#  >  > General Discussion >  >  > Free Spells >  >  >  Can someone help?

## Malice Intoxication

_ok...i need to know if someone could teach me how to do a physical summoning...cuz a spiritual one is messing with my health and emotions...plus i greatly desire to free what has been sealed_

----------


## Nether Kato

> _ok...i need to know if someone could teach me how to do a physical summoning...cuz a spiritual one is messing with my health and emotions...plus i greatly desire to free what has been sealed_


You're really determined to release Hokusmo aren't you? As much as I dislike this, I'll stick by if you need help with it. Don't say I didn't warn you if he turns out to be a madman. Demons are deceiving.. Especially when they're sealed..

----------


## Astral Eye

1 Know the spirits name. Names have power, so don't tell it yours

2 Make use of pentacles, they bind most spiris, and will protect youbfrom them if you stand in one

3 Ideally have 2 friends who are aware of what will happen, one to hellp you with the summoning and one who will stay away, and be aware of what's going on. They will keep an eye on you later

4 Know the spirit. If you post the name of who you wish to summon, myself or enougther member might be able to help.


GOOD LUCK  :Big Grin:

----------


## Malice Intoxication

> You're really determined to release Hokusmo aren't you? As much as I dislike this, I'll stick by if you need help with it. Don't say I didn't warn you if he turns out to be a madman. Demons are deceiving.. Especially when they're sealed..

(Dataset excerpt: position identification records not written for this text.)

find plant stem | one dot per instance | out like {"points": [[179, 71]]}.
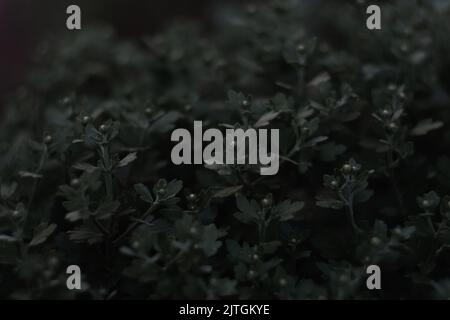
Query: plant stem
{"points": [[136, 223], [394, 183], [36, 181]]}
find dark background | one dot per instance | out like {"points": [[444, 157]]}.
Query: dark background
{"points": [[24, 23]]}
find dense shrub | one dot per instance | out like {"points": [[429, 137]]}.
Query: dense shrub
{"points": [[86, 175]]}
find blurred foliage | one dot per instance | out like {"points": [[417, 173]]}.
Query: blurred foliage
{"points": [[86, 176]]}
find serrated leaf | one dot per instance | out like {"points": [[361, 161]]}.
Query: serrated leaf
{"points": [[266, 118], [85, 167], [26, 174], [143, 192], [425, 126], [41, 233], [226, 192], [127, 160]]}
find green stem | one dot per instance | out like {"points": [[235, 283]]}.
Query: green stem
{"points": [[36, 181], [153, 207]]}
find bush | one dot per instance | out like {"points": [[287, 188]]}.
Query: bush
{"points": [[86, 176]]}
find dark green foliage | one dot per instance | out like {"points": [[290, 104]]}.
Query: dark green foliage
{"points": [[86, 176]]}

yes....he doesnt deserve to be sealed and i owe him


To Astral Eye:
the name is Hokusmo... he's a shadow demon of some sort.. he's sealed because he was forced to by a man, whom we dont like to speak about... he is only sweet to me but mean to my friends... hence the reason why Nether is so skeptical.... if you or anyone else can help in any way... i'd appreciate it because i really wish to summon him and let him free of his seal

----------


## Astral Eye

1 Where is he sealed, in our world?, in an elemental plane, etc

2 Is their something guarding him?

3 Could their be traps?

4 What star sign his he aligned to if any?

----------


## Malice Intoxication

> 1 Where is he sealed, in our world?, in an elemental plane, etc
> 
> 2 Is their something guarding him?
> 
> 3 Could their be traps?
> 
> 4 What star sign his he aligned to if any?

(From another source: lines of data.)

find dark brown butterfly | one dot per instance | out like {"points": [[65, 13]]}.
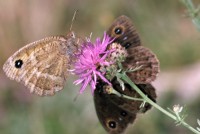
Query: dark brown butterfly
{"points": [[115, 113]]}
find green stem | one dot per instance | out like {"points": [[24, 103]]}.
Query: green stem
{"points": [[193, 12], [128, 80]]}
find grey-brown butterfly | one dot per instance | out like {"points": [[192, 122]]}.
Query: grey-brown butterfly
{"points": [[43, 65], [114, 112]]}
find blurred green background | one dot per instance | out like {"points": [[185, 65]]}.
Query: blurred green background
{"points": [[163, 26]]}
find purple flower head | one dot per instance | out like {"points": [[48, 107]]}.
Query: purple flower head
{"points": [[89, 59]]}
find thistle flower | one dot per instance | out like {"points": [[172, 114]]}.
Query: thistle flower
{"points": [[89, 61]]}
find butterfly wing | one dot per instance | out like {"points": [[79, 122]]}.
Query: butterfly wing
{"points": [[41, 65], [113, 118], [138, 56], [111, 107]]}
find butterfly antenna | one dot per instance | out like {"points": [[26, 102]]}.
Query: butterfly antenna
{"points": [[76, 97], [74, 16]]}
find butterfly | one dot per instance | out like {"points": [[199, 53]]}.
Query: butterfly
{"points": [[116, 113], [43, 66]]}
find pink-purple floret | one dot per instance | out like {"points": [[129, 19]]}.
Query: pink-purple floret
{"points": [[89, 58]]}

1. he's sealed in a person's body in georgia
2. there's nothing that i saw other than the black flames but it didnt stop me from meeting with him
3. i dont recall him saying that there's any traps or seeing any
4. he hasnt told me his star sign....i could find out later tonight if it's necessary

----------


## Astral Eye

I will not be able to free him, but i'll do what I can to aid you. I may be able to "loosen" the bonds.

----------


## Malice Intoxication

> I will not be able to free him, but i'll do what I can to aid you. I may be able to "loosen" the bonds.

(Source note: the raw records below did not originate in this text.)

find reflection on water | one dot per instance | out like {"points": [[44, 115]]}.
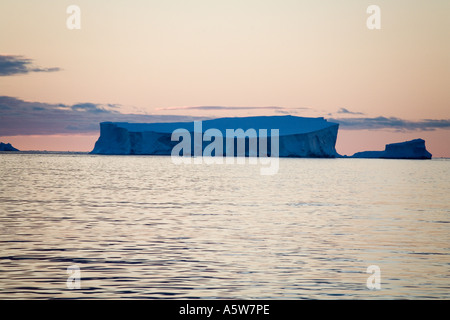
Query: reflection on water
{"points": [[142, 227]]}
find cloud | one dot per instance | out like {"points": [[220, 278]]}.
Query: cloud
{"points": [[379, 123], [221, 108], [18, 117], [346, 111], [11, 65]]}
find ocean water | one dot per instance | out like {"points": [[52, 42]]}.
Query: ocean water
{"points": [[143, 227]]}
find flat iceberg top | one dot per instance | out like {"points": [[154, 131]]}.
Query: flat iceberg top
{"points": [[287, 125]]}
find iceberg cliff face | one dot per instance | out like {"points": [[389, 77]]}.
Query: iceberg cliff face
{"points": [[298, 136], [414, 149], [7, 147]]}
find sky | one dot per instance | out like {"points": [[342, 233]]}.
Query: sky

that can work...cuz i cant break it...i was warned though that becuz of....well a certain reason...that i dont have enough energy for a summoning and that i'll need to energy feed for me to gain the energy to do so....any pointers?

----------


## chestermccoy

If you need energy you could try channeling. Or, to be less traditional, use techniques of psychic vampirism.

----------


## Dajai

Reading this caused me to consider the OP would hold an interest in psychic vampirism.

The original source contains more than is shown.